Opened in 1975, Pittyvaich was one of the shortest-lived distilleries
ever built on Speyside; the innocent victim of industry
restructuring, it closed in 1993 through no fault of its whisky and
has long since been demolished. Unsurprisingly, its pleasing single
malt has never been widely available, though it has been proven to
age well; none younger than 25 years of age remains. Most closed
distilleries have produced for decades, even centuries before their
closure, but Pittyvaich lived for a mere eighteen years. The name is
Gaelic and may refer to an early dwelling on the site, a ‘farmstead
at the birch wood’. The distillery was, however, an impressive and
ultramodern state of the art building, built around stills that were
an exact replica of those at Dufftown, then its sister distillery.
Pittyvaich, it was said, was designed around its plant and not, as is
often the case with older distilleries, vice versa.

Appellation: Speyside

Speyside is located within the Scottish Highlands, and is named as its own region due to the large number of Scotch whisky distilleries operating in a small area (i.e. 84 working distilleries including some of the world’s most famous) who produce whisky in their own distinctive style.

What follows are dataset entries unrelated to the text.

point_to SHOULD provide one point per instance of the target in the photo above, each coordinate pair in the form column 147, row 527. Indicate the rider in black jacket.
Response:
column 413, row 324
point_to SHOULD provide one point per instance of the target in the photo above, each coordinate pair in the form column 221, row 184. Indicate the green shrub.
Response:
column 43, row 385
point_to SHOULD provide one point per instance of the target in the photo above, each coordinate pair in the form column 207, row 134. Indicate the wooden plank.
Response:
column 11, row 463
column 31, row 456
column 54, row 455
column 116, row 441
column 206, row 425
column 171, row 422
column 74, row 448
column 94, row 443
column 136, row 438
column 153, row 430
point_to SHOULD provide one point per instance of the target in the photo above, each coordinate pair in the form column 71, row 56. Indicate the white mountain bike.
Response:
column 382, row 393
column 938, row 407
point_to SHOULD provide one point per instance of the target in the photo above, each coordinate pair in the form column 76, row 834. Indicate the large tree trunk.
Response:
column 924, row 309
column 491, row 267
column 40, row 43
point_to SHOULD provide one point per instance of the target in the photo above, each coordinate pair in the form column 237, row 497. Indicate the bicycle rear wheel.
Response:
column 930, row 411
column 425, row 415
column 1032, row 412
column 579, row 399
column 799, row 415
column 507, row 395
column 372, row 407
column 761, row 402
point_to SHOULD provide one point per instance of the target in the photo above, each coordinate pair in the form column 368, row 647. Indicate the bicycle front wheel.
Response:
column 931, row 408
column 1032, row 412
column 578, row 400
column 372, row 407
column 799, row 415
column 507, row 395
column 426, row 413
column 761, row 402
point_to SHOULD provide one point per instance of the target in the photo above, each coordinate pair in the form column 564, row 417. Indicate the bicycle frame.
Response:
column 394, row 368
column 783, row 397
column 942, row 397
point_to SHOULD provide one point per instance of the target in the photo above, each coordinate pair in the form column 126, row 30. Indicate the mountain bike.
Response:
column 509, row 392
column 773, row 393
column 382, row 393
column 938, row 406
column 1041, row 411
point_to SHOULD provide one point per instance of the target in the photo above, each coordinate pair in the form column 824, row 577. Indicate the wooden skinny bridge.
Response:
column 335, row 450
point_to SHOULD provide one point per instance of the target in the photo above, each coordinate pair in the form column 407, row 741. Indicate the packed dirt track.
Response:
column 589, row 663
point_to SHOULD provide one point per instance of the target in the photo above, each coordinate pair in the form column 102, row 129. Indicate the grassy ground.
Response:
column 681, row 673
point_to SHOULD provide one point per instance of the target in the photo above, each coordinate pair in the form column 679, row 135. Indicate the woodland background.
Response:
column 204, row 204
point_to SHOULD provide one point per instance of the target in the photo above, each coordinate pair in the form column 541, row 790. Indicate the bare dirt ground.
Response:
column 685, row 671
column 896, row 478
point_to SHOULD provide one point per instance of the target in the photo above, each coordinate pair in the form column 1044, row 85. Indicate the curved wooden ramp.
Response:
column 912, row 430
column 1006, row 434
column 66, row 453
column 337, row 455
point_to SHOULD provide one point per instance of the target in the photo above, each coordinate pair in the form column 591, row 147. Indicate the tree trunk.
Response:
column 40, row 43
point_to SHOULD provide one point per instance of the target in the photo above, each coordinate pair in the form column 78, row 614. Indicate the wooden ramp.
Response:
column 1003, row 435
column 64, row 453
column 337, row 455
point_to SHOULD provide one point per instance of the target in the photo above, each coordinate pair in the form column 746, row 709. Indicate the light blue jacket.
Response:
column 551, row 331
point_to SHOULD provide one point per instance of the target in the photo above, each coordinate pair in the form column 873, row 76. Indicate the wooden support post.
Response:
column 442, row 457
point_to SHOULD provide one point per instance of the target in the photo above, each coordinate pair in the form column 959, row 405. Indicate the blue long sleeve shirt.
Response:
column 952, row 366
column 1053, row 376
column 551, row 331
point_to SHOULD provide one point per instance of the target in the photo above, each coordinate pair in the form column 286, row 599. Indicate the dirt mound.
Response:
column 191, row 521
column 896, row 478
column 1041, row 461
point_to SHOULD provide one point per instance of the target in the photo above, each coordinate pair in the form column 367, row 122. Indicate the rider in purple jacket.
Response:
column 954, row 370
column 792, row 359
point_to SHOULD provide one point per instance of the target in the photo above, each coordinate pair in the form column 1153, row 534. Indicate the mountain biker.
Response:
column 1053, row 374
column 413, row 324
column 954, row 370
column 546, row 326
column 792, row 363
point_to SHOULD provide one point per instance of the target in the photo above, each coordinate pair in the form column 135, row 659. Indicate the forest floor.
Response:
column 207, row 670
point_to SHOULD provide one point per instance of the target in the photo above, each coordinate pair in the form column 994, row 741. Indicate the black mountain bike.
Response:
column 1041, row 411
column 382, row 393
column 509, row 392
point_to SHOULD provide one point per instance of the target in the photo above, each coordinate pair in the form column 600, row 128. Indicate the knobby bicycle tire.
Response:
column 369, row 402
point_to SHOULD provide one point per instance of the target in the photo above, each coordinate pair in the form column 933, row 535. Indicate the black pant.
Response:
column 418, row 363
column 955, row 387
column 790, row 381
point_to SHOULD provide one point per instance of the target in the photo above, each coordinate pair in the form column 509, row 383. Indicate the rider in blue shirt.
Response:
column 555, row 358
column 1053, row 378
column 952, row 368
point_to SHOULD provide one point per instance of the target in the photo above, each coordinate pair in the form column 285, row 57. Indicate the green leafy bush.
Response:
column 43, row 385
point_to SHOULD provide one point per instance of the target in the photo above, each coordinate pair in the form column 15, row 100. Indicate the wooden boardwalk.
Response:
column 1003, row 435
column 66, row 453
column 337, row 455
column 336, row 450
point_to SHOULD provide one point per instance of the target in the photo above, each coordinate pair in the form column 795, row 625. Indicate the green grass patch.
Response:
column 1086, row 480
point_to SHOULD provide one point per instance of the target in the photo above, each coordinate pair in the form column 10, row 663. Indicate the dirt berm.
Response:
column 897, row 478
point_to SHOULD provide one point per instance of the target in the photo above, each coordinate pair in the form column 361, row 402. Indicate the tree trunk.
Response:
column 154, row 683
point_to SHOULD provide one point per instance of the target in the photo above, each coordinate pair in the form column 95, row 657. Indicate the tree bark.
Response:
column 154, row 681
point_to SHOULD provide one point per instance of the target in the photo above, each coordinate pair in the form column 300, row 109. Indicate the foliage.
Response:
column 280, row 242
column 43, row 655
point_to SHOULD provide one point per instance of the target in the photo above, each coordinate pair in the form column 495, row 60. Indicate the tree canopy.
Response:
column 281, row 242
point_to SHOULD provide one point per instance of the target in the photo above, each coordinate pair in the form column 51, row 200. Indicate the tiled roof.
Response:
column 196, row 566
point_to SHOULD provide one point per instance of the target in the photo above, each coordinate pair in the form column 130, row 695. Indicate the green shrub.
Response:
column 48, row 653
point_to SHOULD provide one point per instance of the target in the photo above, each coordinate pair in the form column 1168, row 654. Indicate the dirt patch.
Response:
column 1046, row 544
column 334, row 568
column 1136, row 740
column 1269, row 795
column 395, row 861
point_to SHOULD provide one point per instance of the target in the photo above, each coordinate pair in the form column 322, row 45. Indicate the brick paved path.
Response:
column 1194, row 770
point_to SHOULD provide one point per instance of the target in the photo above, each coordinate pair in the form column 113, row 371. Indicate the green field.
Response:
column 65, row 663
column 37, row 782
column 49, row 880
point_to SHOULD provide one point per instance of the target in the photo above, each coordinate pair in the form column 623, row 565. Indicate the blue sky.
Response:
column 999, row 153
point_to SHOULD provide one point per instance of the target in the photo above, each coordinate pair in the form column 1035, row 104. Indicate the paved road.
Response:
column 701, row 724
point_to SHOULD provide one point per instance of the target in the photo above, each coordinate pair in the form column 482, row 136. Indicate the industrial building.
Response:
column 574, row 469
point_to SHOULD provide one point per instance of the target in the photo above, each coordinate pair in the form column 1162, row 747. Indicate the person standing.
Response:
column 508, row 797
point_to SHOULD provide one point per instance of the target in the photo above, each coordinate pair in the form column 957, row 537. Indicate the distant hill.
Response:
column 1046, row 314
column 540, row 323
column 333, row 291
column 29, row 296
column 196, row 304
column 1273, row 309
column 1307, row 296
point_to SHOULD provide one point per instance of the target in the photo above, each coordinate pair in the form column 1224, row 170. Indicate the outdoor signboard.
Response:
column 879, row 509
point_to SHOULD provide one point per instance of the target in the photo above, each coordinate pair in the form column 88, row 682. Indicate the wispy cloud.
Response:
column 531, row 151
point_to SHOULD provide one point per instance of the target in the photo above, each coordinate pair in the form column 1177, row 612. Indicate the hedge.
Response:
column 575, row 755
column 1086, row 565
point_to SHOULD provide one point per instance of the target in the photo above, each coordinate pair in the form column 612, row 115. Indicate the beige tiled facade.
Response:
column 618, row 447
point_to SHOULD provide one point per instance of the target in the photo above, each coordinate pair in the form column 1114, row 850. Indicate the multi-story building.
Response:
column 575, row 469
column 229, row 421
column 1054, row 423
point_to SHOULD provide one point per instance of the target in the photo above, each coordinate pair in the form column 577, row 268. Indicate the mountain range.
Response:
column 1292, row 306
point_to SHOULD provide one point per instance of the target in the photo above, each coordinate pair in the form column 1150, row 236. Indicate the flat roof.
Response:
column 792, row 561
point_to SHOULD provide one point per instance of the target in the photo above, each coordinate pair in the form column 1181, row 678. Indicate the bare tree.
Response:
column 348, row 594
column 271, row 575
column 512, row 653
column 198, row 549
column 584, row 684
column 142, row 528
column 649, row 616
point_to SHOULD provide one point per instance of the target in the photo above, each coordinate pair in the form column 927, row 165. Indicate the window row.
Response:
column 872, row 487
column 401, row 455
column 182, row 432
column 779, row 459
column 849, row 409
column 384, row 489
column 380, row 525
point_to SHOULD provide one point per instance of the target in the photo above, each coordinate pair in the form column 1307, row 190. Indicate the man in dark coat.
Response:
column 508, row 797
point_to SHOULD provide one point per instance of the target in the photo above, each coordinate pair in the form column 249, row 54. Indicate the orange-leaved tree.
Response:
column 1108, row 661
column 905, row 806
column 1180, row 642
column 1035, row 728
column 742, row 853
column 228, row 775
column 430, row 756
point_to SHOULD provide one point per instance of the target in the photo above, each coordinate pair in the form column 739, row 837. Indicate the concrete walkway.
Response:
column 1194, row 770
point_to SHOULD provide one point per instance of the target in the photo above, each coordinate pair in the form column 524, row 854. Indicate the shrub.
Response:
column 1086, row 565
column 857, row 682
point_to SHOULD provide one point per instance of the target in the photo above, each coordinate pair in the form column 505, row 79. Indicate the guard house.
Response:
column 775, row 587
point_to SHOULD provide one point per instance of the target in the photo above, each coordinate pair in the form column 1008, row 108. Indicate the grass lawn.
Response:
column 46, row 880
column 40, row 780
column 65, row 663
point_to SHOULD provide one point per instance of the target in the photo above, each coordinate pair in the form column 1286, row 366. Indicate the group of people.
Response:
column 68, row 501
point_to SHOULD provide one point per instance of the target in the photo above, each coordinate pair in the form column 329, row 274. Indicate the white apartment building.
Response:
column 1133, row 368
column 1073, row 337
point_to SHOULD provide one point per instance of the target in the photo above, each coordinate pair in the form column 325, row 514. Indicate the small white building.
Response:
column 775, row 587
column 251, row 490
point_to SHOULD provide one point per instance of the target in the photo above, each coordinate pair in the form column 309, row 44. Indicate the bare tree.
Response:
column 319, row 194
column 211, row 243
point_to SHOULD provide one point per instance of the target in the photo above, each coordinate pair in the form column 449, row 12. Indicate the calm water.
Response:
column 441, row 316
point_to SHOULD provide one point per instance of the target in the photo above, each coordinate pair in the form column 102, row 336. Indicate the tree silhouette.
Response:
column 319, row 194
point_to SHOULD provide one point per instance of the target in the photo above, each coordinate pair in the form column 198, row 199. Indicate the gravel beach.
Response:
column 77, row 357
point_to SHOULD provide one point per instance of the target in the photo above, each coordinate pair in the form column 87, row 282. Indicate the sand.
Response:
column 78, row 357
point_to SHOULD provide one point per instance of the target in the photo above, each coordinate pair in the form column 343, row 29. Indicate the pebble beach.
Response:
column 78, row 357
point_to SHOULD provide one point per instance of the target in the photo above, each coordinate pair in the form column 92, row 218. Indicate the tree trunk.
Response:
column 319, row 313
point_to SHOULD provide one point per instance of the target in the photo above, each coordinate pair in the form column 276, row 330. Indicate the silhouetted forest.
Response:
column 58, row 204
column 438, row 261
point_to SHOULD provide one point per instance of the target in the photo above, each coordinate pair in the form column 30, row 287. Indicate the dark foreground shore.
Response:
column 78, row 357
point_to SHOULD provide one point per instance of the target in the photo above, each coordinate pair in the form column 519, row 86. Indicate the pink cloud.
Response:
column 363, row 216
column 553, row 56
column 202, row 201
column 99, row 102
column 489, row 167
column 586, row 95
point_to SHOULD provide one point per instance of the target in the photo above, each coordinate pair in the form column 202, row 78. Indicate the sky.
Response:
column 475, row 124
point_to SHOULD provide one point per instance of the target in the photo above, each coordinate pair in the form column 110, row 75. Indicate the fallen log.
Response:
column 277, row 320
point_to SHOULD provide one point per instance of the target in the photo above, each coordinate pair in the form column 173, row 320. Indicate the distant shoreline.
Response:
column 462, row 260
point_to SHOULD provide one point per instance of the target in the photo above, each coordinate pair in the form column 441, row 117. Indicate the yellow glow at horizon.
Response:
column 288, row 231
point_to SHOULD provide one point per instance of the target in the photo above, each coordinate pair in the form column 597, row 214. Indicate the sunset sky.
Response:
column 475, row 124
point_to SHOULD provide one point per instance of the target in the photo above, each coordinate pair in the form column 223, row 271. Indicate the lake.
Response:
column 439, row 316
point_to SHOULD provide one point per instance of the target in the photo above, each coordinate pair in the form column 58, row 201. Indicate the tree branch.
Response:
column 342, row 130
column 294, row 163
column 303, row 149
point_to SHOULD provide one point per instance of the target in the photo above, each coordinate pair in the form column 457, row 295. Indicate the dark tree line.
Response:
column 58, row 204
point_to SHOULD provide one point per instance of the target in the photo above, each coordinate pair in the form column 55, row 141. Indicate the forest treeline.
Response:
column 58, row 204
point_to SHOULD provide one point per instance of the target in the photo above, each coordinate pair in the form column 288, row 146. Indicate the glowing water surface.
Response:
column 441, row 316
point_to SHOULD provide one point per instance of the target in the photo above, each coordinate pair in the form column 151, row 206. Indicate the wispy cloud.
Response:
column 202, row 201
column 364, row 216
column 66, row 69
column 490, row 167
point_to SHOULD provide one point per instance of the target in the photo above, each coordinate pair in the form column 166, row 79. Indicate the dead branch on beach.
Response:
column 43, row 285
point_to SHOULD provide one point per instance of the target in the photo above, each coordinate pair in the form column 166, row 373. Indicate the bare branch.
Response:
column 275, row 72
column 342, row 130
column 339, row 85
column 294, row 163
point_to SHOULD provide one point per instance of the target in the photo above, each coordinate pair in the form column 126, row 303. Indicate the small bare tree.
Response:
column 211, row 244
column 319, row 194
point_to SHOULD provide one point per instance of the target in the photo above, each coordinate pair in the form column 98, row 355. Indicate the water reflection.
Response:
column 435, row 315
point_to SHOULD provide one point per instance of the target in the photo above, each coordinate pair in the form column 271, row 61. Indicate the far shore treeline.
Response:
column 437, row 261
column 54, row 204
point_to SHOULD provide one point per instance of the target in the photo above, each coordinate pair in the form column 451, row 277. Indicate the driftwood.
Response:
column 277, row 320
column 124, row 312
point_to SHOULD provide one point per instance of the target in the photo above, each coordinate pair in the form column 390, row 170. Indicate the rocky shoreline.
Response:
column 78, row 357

Slightly sweeter and often richer in style, Speyside is the perfect region for beginners and connoisseurs alike.

There is no doubt about it, Speyside is a very special region indeed. Over half of Scotland’s single malt whisky distilleries can be found within this one geographical area, a fertile valley of the River Spey. A traditional Speyside single malt whisky would not be dissimilar to the Highland whisky, with a robust character and hints of the well-known peated flavour. However in recent times, a much broader spectrum has evolved from light and grassy whiskies to rich and sherried expressions. Usually lacking the peaty punch of the Islay and Highland Drams, these whiskies are difficult to pigeonhole. There are no definitive rules as to the characteristics of Speyside whisky, especially as age often brings increased body and most are matured in either ex-bourbon or ex-sherry casks which adds depth and complexity.

We certainly believe that there's a dram for everyone in Speyside!